I have started a linear bench supply project so I guess I'll have a better idea when it's fully tested.
For the FULL WAVE BRIDGE Choke Input Load.
"V (Avg) D.C. = 0.90 X Sec. V A.C" mathematically agrees with the expected DC voltage at some light load that causes continuous inductor current flow, assuming that the inductor is large enough.
At full rated load, the DC voltage would be something less due to expected resistive losses.
Ian.M:
I hadn't noticed that. |O A somewhat simplistic LTspice sim of the FULL WAVE BRIDGE Capacitor Input Load circuit that assumes all the transformer losses are resistive is attached. Its got a lot of .measure commands so view the spice error log for results.
With ideal diodes, a transformer with 10% regulation and 1000uF per A of load current, I get 38.6V average, and 35.8V ripple trough.
It also shows the Hammond 0.62 current derating factor may be insufficient for 24/7 duty if the transformer has good regulation, and the diodes and reservoir cap are large for the load current.
soldar:
If you put the mains voltage on the screen of your scope the first thing you will notice is that it is not a sine at all but the tops are flattened and that is due to all the rectifiers getting shots of current only at the top of the wave. The output resistance of the network makes the voltage fall.
If you put the current on the scope you will see short bursts of current and zero current most of the cycle. Power factor is very poor.
The behavior depends an many factors. Higher resistance and lower capacity mean a longer diode conductive duty cycle, a better power factor but worse regulation. OTOH, big capacitor and low impedance means more stable output regulation, lower ripple, but worse power factor, bigger transformer and diodes needed, etc.

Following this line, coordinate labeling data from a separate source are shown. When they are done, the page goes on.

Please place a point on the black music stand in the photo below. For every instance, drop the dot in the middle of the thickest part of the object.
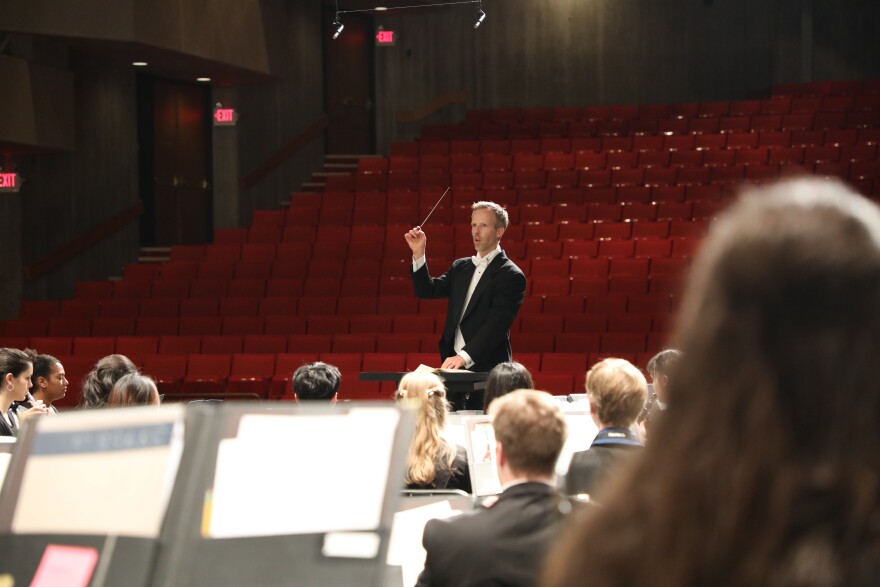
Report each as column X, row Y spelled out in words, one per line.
column 465, row 389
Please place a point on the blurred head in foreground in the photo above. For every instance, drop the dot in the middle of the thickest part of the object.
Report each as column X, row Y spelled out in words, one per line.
column 767, row 471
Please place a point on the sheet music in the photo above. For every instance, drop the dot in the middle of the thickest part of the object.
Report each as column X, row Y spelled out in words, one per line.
column 101, row 472
column 298, row 474
column 405, row 547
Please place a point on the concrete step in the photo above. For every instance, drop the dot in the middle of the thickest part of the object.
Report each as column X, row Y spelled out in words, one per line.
column 313, row 186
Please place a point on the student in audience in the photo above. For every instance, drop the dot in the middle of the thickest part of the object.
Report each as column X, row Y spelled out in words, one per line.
column 316, row 381
column 134, row 389
column 100, row 381
column 16, row 367
column 431, row 463
column 659, row 368
column 48, row 382
column 765, row 472
column 617, row 391
column 505, row 543
column 504, row 378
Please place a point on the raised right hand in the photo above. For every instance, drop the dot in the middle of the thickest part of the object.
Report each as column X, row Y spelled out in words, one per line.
column 417, row 241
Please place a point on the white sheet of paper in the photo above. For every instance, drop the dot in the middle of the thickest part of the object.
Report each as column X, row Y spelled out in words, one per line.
column 109, row 474
column 581, row 432
column 296, row 474
column 351, row 544
column 4, row 464
column 405, row 547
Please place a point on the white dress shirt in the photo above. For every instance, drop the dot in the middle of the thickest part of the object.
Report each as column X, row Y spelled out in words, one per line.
column 481, row 264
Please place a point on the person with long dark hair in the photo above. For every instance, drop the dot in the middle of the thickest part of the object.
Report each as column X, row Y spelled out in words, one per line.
column 765, row 468
column 101, row 379
column 48, row 381
column 504, row 378
column 16, row 367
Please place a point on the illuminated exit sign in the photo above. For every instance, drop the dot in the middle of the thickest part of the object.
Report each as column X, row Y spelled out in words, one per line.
column 9, row 182
column 385, row 38
column 225, row 117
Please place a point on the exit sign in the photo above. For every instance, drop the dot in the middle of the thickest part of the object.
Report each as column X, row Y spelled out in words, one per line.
column 225, row 117
column 9, row 182
column 385, row 38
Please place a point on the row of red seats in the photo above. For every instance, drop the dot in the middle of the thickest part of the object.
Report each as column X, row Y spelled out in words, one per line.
column 682, row 141
column 460, row 201
column 653, row 126
column 390, row 313
column 268, row 375
column 610, row 204
column 784, row 99
column 540, row 333
column 740, row 149
column 363, row 278
column 718, row 172
column 327, row 319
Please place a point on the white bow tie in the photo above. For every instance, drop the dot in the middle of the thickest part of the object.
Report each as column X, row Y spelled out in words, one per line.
column 480, row 261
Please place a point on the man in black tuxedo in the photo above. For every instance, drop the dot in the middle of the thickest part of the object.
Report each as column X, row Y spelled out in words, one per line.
column 485, row 292
column 504, row 543
column 617, row 392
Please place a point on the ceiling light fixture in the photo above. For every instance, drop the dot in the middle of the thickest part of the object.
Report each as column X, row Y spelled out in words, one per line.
column 481, row 17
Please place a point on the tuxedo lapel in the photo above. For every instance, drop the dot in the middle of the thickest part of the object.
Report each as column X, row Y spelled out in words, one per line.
column 484, row 282
column 460, row 287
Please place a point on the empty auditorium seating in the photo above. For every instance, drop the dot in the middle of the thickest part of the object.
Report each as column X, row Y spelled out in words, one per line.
column 608, row 206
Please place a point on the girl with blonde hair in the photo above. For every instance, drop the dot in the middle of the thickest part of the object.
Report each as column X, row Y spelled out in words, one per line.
column 431, row 463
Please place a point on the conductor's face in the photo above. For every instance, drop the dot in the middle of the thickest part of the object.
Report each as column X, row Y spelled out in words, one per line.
column 483, row 231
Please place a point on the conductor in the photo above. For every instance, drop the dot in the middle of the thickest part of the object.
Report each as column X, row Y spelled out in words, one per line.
column 484, row 291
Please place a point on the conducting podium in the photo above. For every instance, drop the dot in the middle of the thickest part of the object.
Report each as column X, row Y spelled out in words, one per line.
column 464, row 389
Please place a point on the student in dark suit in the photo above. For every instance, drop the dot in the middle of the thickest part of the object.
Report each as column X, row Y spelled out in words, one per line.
column 316, row 381
column 617, row 393
column 485, row 293
column 504, row 543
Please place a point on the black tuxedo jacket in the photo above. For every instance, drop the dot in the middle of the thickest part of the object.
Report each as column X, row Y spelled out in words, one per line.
column 500, row 546
column 592, row 468
column 486, row 322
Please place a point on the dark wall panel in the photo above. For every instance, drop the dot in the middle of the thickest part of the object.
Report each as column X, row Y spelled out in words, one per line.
column 67, row 194
column 571, row 52
column 272, row 114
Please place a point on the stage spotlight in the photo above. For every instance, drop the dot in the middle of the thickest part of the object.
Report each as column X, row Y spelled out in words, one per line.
column 480, row 19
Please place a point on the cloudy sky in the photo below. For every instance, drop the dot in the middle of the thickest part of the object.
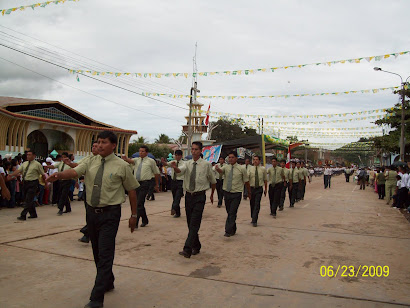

Calculations are good but there is a lot of rule of thumb and pure educated estimation. If you are building a single unit the best way is to start building and testing behavior under different loads.
But, yeah, DC current out of the rectifier + capacitor is nowhere near what the transformer can supply with unity power factor on, say, a purely resistive load.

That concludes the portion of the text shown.